- 5 skinless, boneless chicken breasts
- Rice:
- 3 cups uncooked jasmine rice
- 3 tablespoons vegetable oil
- 1/2 cup sliced ginger
- 2 tablespoons crushed garlic
- 1 tablespoon white sugar
- 1/4 teaspoon salt
- 1/2 cup water, or as needed
- 5 pandan leaves
- 3 cups chicken stock
- Sauce:
- 1 cup chopped ginger
- 1/2 cup coarsely chopped garlic
- 15 Thai bird chile peppers
- 6 tablespoons white sugar
- 1/4 cup dark soy sauce
- 1/4 cup soy sauce
- 1/4 cup lime juice
- 1/4 cup distilled white vinegar
- 1/4 cup salted soybean paste
- 10 sprigs fresh cilantro
- 1 tablespoon chicken bouillon granules (optional)
- 1 teaspoon salt
- Place chicken breasts in a large pot and cover with water; bring to a boil. Reduce heat to medium-low and simmer until no longer pink in the center, about 20 minutes. Drain and cool until easily handled.
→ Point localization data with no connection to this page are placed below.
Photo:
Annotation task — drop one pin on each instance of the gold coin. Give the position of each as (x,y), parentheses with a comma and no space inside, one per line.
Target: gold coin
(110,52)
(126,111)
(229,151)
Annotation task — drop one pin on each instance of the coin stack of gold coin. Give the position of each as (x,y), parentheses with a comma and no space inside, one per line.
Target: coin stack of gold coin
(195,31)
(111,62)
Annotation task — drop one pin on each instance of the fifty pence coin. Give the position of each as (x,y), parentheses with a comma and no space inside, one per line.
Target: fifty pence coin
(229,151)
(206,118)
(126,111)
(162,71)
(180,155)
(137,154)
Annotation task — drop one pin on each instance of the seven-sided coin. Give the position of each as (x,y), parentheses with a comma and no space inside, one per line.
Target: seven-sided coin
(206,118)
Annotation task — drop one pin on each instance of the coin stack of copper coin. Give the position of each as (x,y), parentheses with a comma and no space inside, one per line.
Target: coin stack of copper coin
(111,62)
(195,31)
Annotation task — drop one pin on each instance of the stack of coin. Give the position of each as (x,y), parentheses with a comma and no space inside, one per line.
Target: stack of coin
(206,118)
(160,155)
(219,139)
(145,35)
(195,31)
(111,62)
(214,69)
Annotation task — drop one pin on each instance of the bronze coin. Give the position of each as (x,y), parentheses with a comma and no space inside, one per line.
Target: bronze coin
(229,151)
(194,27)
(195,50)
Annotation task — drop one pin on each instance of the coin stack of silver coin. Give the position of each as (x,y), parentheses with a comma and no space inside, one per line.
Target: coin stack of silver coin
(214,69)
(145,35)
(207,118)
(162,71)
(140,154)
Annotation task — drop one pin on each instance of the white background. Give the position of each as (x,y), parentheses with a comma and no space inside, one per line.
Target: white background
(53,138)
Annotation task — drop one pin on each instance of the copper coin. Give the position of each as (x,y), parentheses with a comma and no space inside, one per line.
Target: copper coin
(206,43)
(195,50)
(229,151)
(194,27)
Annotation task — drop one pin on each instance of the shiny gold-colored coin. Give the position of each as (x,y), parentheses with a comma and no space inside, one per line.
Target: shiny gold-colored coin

- Pour rice into a strainer. Rinse with cold water and drain. Repeat once more.
- Heat oil in a large saucepan over high heat. Add 1/2 cup sliced ginger and 2 tablespoons crushed garlic; saute until fragrant, 1 to 2 minutes. Stir in rice; reduce heat to medium. Season rice with 1 tablespoon sugar and 1/4 teaspoon salt. Cook and stir until rice turns white, adding water to prevent it from burning, about 10 minutes.
- Remove rice from heat and add pandan leaves. Transfer to a rice cooker. Pour in chicken stock. Cook rice according to manufacturer's instructions until tender. Fluff lightly with a rice paddle.
- Combine 1 cup chopped ginger, 1/2 cup chopped garlic, chile peppers, 6 tablespoons sugar, dark soy sauce, soy sauce, lime juice, vinegar, soybean paste, cilantro, chicken bouillon granules, and 1 teaspoon salt in a blender; blend into a smooth sauce.
- Pour sauce into a pot over medium heat. Simmer for 5 minutes.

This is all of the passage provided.